Apprenticeship starts in one of England’s largest cities have shown a “notable and significant decline” since the introduction of the levy, according to local training providers.

A total of 50 “established and reputable apprenticeship providers with a strong track record of apprenticeship delivery” completed the Greater Manchester Learning Provider Network apprenticeship impact survey, which compared starts between June 1 and August 31 this year with the same period last year.

The drop has emerged just a day before the government publishes its own figures on the overall number of apprenticeship starts for the final quarter of 2016/17.

It is feared this will also show a dramatic drop, as anecdotal reports abound that starts have tumbled since the apprenticeship levy came into force in May.

The Manchester providers between them recorded 4,366 starts across all ages and all levels over the three-month period this year – a drop of 36 per cent, or 2,477, from the 2016 figure of 6,843.

The most dramatic fall was among apprentices aged 25 and older, with starts down 50 per cent across all levels – from 3,217 in 2016 to 1,594 this year.

At the same time, the “overwhelming majority” of providers reported a drop in demand from both levy and non-levy-paying employers – some are even reporting a full 100-per-cent decline in demand.

Mark Dawe, the chief executive of the Association of Employment and Learning Providers, said the survey findings were “particularly alarming” as “Greater Manchester is a mature apprenticeship market populated with many good-quality providers, so it’s really worrying to think what it will be like elsewhere”.

Andy Fawcett, the network’s executive director, described the fall as “dramatic”.

“Having surveyed our members who deliver over 85 per cent of apprenticeships in Greater Manchester, it is clear that the reforms have led to a significant and dramatic reduction in starts. The funding reductions, off-the-job training requirements and mandatory employer contributions have depressed employer demand,” he said.

“Of great concern is the drop in level two apprenticeship opportunities.

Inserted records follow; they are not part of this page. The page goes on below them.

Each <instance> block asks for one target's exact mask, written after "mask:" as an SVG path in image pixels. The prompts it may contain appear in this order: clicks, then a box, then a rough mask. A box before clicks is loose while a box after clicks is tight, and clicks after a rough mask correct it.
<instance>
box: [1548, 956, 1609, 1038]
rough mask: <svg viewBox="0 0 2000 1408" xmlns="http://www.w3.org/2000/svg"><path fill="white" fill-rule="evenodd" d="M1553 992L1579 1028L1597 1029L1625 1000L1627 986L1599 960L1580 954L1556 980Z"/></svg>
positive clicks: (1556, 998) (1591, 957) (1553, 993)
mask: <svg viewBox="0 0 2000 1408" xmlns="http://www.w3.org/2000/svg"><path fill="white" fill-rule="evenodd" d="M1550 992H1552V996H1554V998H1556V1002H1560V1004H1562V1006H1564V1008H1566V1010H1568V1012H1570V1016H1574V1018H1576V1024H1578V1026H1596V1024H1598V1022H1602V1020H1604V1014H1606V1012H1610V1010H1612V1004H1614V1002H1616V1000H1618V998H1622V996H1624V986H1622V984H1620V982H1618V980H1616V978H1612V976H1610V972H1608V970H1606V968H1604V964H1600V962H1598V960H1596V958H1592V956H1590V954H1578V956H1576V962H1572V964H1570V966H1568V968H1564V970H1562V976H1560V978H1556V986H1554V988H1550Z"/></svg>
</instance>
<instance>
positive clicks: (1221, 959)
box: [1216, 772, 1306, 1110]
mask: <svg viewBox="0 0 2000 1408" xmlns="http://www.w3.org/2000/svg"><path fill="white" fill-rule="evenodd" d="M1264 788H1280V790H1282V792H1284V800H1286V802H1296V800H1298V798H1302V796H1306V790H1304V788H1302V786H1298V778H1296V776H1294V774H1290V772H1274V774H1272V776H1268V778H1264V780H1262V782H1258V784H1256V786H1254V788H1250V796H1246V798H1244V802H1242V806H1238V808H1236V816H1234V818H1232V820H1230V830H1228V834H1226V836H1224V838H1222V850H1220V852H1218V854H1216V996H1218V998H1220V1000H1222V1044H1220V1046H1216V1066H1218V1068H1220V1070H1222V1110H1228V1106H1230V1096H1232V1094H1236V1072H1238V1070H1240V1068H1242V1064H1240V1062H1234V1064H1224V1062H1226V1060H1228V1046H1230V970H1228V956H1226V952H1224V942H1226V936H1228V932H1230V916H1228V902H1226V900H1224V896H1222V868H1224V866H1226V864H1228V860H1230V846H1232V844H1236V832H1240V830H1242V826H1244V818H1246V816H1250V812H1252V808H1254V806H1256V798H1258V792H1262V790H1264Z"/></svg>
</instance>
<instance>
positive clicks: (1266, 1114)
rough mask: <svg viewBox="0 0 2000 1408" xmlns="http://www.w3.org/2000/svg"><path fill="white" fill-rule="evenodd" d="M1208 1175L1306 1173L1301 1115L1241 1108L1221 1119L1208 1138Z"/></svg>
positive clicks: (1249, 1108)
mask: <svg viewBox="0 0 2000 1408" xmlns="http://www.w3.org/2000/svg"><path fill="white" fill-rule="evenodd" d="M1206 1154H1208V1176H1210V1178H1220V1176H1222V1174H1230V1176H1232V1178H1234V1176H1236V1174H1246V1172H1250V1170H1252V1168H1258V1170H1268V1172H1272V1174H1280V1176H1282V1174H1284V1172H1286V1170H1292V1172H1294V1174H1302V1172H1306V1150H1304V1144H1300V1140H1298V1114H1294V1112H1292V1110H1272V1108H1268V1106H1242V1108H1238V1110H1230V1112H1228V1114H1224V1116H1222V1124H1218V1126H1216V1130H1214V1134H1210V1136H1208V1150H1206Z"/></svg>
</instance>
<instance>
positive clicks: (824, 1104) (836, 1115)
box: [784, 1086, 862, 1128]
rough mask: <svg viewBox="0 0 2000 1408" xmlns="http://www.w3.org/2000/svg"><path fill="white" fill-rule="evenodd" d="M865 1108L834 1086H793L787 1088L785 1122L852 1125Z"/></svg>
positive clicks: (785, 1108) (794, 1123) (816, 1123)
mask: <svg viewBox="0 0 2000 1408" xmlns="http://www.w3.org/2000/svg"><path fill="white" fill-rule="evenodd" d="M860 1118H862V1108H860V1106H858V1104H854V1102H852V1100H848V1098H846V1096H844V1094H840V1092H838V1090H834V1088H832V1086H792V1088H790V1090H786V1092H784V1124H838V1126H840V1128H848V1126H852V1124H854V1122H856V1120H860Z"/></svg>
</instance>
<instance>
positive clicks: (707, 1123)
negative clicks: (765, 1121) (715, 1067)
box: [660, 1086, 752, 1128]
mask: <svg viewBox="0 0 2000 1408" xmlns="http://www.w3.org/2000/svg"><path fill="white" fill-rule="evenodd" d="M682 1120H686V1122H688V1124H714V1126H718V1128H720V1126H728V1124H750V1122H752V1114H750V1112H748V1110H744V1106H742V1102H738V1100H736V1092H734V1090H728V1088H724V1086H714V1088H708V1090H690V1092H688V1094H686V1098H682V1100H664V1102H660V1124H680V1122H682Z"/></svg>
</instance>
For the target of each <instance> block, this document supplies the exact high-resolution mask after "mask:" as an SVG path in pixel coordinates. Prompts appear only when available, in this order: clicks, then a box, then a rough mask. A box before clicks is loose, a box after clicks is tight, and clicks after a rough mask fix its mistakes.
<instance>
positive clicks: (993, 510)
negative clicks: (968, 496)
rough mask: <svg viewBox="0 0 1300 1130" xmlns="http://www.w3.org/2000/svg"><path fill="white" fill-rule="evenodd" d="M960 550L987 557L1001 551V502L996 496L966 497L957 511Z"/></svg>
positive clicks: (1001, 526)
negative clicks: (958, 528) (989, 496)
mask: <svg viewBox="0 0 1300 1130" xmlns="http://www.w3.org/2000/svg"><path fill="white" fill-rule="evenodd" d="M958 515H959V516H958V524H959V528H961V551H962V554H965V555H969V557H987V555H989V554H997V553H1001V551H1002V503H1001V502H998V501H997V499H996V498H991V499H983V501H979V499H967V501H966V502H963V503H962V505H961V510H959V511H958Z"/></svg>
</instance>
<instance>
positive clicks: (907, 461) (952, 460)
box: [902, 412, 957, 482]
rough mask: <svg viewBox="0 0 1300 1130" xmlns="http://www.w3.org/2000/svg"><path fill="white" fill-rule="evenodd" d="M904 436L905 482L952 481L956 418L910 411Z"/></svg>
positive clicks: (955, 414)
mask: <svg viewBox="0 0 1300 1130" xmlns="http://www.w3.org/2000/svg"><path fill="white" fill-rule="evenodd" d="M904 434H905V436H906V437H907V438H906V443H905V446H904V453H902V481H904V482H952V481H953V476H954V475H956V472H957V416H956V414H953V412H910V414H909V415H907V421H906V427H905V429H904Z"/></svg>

At a time when government is prioritising social mobility here we have an example where their policy in action is taking us in completely the wrong direction.”

The government will publish its latest statistical first release tomorrow, which will include figures on the overall number of apprenticeship starts for the final quarter of 2016/17.

Figures published last week revealed that barely half of eligible employers were registered with the apprenticeships service, which is currently only open to large, levy-paying companies.

And the apprenticeships minister Anne Milton admitted at last week’s Conservative Party conference that she was “flabbergasted” that many large companies were unaware of the levy – even though they were paying it.

Lack of understanding and awareness of the apprenticeship reforms was among the reasons cited by respondents to the Manchester survey for why starts had fallen.

Other issues included the 20-per-cent off-the-job training requirement and the 10-per-cent employer contribution, both seen as barriers by some companies.

Meanwhile, roadblocks introduced by the government, including the introduction of a minimum turnover of £200,000 in the recent non-levy tender, have also added to the decline.

Mr Dawe claimed the results were further evidence that “ministers need to take an urgent look at the co-investment and 20-per-cent off-the-job training requirements”.